National plan on AIDS/HIV
A key principle of Denmark’s AIDS policy is that prevention should be carried out without compulsory measures and, if necessary, based on anonymity (National Board of Health, 2011d). The AIDS prevention programme involves close collaboration between the National Board of Health, the regions, the municipalities and private organizations. The main elements of this programme are general information campaigns on safe sex, psychological assistance to those who are HIV positive and information targeting specific risk groups. From January 2005, a new and more effective HIV surveillance system, called SOUNDEX, was implemented. This new system decodes last names to letters or numbers and helps to prevent duplicate information. This allows better information to be obtained on the incidence of HIV and the spread of infection in Denmark. The number of new cases of infected people has stabilized during recent years (National Serum Institute, 2011).

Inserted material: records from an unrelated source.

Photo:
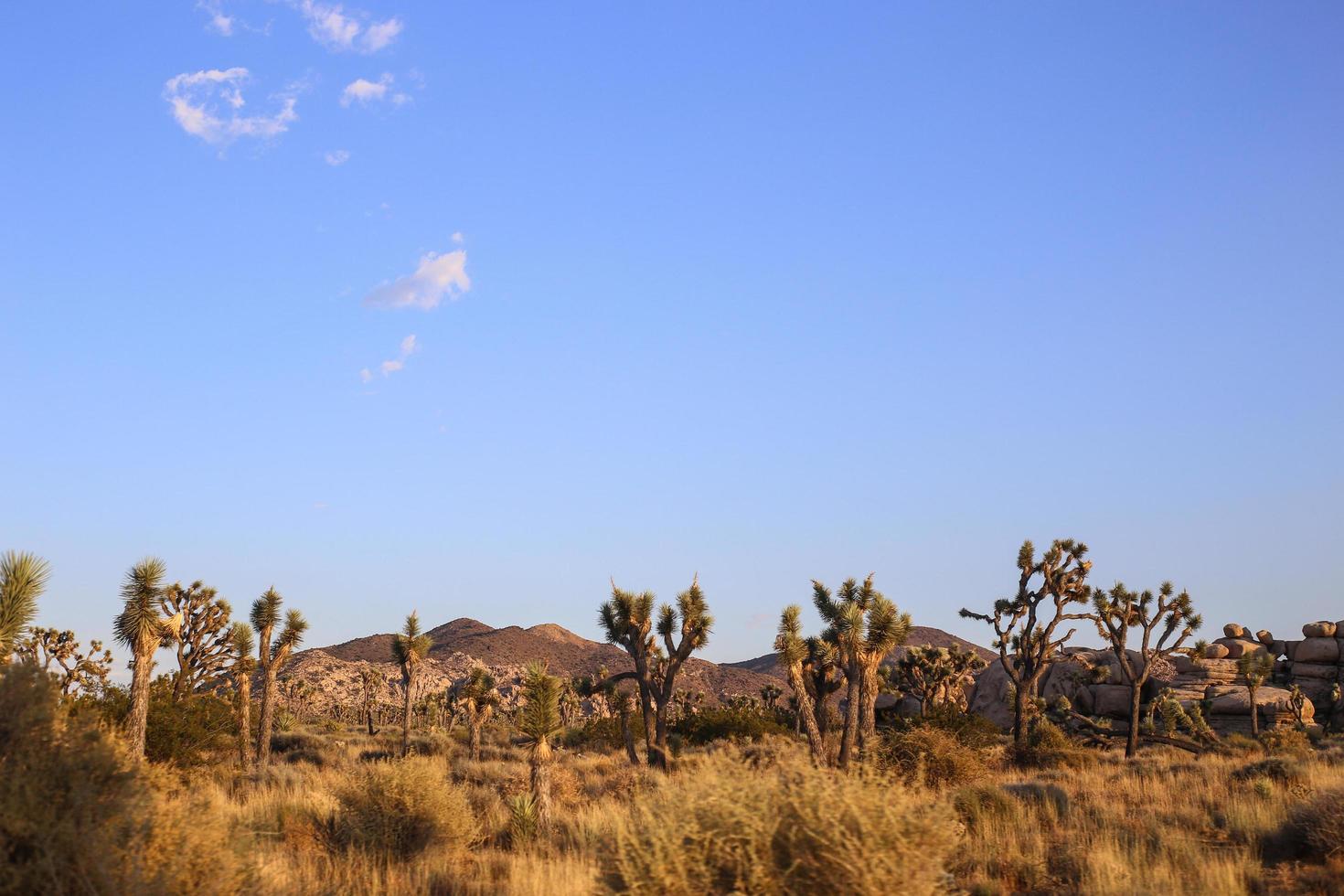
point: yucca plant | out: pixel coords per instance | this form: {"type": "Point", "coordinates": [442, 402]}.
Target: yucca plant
{"type": "Point", "coordinates": [240, 645]}
{"type": "Point", "coordinates": [272, 656]}
{"type": "Point", "coordinates": [476, 700]}
{"type": "Point", "coordinates": [794, 653]}
{"type": "Point", "coordinates": [538, 721]}
{"type": "Point", "coordinates": [864, 626]}
{"type": "Point", "coordinates": [1255, 669]}
{"type": "Point", "coordinates": [23, 578]}
{"type": "Point", "coordinates": [143, 629]}
{"type": "Point", "coordinates": [409, 649]}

In 2009, the National Board of Health launched a new strategy, which recommended that health care personnel proactively offer HIV tests to patients with an increased risk of acquiring HIV, for example men who have sex with men, patients being tested for syphilis or gonorrhoea, patients whose partners are HIV positive, and drug addicts (National Board of Health, 2009b).
A wide array of private and public institutions as well as nongovernmental organizations provide general health education to the public in the form of mass media campaigns, the most important of these being the Centre for Health Promotion at the National Board of Health, the municipalities, the Danish Committee for Health Education, the Danish Road Safety Council, the Danish Working Environment Authority and the Tryg Foundation, which is a large private foundation. The National Board of Health collaborates with the municipalities when performing national campaigns. The Board develops the campaign for mass media, while those municipalities who are interested perform local activities on the basis of the attention created by the national campaign. Collaboration between the Board and the municipalities differs in intensity, but often the Board offers the municipalities support in terms of inspirational campaign material, courses, and so on (National Board of Health, 2011e).